Kuagbedzi cautioned against interpreting one week’s auction results as evidence of restored investor confidence. He argued that investors rolling over maturing bills or temporarily parking funds will naturally continue participating in the market, whether or not they feel confident about Ghana’s economic trajectory or fiscal management.

“We cannot just rely on a single auction for today, and just draw the conclusion that investor confidence is actually going up,” he stressed. “The market will force you to conform. So definitely, banks will be forced to reduce their rates. They can’t do anything about it. If not, competition will kick you out.”

The warning comes as Ghana emerges from a prolonged period of treasury market weakness. The government recorded six straight weeks of undersubscription before last week’s result, with investors showing reluctance to absorb government debt at prevailing yields despite Ghana’s limited alternative financing sources.

Market data shows yields on the 91-day bill stood at 11.05 percent during the latest auction, down slightly from 11.13 percent the previous week. The 182-day bill yielded 12.43 percent, falling from 12.68 percent, while the 364-day bill cleared at 13.08 percent. These rates reflect the Bank of Ghana’s aggressive monetary easing cycle, which has seen the policy rate cut by 1,000 basis points during 2025.

The government plans to raise a substantially larger 5.8 billion cedis in its upcoming auction this week, presenting a more challenging test of market appetite. This higher borrowing target will provide clearer indication of whether the previous week’s oversubscription represents sustainable improvement or simply reflected opportunistic timing with an unusually low target.

Kuagbedzi recommended that government officials and market observers look beyond single auction results and instead focus on sustained trends, market depth, and investor behavior across multiple weeks before making declarations about restored confidence. He argued that drawing firm conclusions from isolated data points risks creating false impressions about underlying market conditions.

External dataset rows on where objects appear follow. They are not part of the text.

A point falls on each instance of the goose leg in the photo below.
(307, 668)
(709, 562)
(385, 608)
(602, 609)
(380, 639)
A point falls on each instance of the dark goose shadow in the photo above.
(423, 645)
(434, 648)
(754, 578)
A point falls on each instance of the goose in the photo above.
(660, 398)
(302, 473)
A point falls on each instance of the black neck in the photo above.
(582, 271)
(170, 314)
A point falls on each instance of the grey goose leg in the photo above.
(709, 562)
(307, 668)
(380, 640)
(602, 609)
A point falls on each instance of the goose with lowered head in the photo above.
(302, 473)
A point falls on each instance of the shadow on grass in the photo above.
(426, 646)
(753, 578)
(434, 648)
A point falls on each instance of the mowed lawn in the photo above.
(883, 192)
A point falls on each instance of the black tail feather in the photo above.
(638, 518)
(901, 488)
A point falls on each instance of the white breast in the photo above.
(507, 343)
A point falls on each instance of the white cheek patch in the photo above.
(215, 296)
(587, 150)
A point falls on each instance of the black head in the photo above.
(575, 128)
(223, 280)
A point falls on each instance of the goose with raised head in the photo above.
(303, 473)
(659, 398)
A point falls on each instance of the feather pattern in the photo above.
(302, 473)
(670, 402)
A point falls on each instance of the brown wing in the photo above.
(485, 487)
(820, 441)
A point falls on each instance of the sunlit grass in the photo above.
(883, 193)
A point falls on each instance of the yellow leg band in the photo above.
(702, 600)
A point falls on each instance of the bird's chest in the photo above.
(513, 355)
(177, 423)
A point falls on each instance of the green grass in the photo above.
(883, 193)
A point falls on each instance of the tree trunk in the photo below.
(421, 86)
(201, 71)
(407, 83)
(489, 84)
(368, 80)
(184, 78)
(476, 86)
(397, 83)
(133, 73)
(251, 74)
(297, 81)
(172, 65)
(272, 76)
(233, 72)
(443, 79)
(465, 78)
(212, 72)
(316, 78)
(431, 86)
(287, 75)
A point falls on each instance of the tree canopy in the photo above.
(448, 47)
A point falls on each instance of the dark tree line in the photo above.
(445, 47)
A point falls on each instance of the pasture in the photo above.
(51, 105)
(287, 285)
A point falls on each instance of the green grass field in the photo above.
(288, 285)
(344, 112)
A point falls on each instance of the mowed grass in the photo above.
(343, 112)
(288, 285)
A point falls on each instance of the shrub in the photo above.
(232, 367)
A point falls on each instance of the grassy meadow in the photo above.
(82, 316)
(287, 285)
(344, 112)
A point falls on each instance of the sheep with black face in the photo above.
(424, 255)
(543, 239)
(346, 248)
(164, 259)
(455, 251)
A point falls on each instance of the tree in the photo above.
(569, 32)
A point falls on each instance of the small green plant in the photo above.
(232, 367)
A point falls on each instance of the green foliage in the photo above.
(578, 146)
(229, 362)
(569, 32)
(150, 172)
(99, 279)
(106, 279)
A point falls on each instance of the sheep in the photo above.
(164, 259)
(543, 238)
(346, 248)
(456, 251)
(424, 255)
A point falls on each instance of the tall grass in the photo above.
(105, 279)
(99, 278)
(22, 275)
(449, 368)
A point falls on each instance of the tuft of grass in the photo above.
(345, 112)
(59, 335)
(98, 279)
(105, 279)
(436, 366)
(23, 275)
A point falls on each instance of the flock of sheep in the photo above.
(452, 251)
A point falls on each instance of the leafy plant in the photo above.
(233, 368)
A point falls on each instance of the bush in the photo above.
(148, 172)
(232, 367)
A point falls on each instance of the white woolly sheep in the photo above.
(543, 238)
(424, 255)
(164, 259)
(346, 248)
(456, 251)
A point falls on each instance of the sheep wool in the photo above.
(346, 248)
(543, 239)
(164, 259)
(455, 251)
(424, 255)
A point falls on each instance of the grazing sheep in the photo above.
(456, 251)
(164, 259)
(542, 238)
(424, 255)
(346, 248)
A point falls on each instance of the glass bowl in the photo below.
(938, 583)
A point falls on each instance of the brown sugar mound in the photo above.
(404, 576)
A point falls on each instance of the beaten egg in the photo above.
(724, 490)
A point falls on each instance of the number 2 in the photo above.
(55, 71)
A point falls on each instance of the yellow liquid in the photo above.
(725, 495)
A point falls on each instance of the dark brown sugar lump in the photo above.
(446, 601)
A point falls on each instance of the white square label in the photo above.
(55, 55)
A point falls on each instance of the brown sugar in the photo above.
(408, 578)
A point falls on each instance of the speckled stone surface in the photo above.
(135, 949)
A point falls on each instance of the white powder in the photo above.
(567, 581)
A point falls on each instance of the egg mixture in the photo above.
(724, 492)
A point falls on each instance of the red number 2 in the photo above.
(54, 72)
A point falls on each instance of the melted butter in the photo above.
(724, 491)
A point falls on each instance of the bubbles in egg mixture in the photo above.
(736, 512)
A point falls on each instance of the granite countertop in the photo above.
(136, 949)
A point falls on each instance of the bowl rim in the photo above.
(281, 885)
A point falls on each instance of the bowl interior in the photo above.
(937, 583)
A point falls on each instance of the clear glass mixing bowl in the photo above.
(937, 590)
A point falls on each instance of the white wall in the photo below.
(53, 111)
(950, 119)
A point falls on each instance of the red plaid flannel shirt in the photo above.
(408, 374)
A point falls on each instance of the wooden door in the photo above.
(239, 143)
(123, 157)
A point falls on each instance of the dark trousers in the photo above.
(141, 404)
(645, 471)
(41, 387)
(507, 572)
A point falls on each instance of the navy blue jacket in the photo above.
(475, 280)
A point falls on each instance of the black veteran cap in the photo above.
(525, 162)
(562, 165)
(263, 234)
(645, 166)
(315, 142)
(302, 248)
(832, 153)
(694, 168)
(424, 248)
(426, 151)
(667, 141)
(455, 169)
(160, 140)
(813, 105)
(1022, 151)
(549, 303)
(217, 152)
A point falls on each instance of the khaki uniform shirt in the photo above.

Treasury bills have become Ghana’s primary financing vehicle since the country lost access to international capital markets following sovereign credit rating downgrades. The government also faces limited domestic bond market activity after implementing a domestic debt exchange program in December 2022, making weekly treasury bill auctions critical for meeting short-term financing needs.

The finance analyst’s skeptical assessment contrasts with more optimistic interpretations some market participants offered following the oversubscription. Several observers had suggested the result indicated improving sentiment after weeks of concerning undersubscription that threatened the government’s ability to meet recurring expenditure obligations and refinance maturing debt.

Whether investor confidence is genuinely improving or the oversubscription merely reflected technical factors related to target setting will become clearer as upcoming auctions unfold. The substantially higher borrowing target for this week’s auction should reveal whether demand remains robust when the government seeks larger amounts more consistent with normal financing requirements.

Ghana’s fiscal operations depend heavily on consistent treasury bill demand, making auction performance a critical indicator of market confidence in government creditworthiness and economic management. Sustained oversubscription would signal restored trust, while continued volatility could indicate deeper structural challenges requiring policy intervention beyond simple target adjustments.

For now, Kuagbedzi’s analysis suggests last week’s positive result offers limited evidence that fundamental investor sentiment has shifted. He maintains that the impressive numbers stemmed primarily from technical factors rather than renewed faith in Ghana’s economic prospects or fiscal trajectory.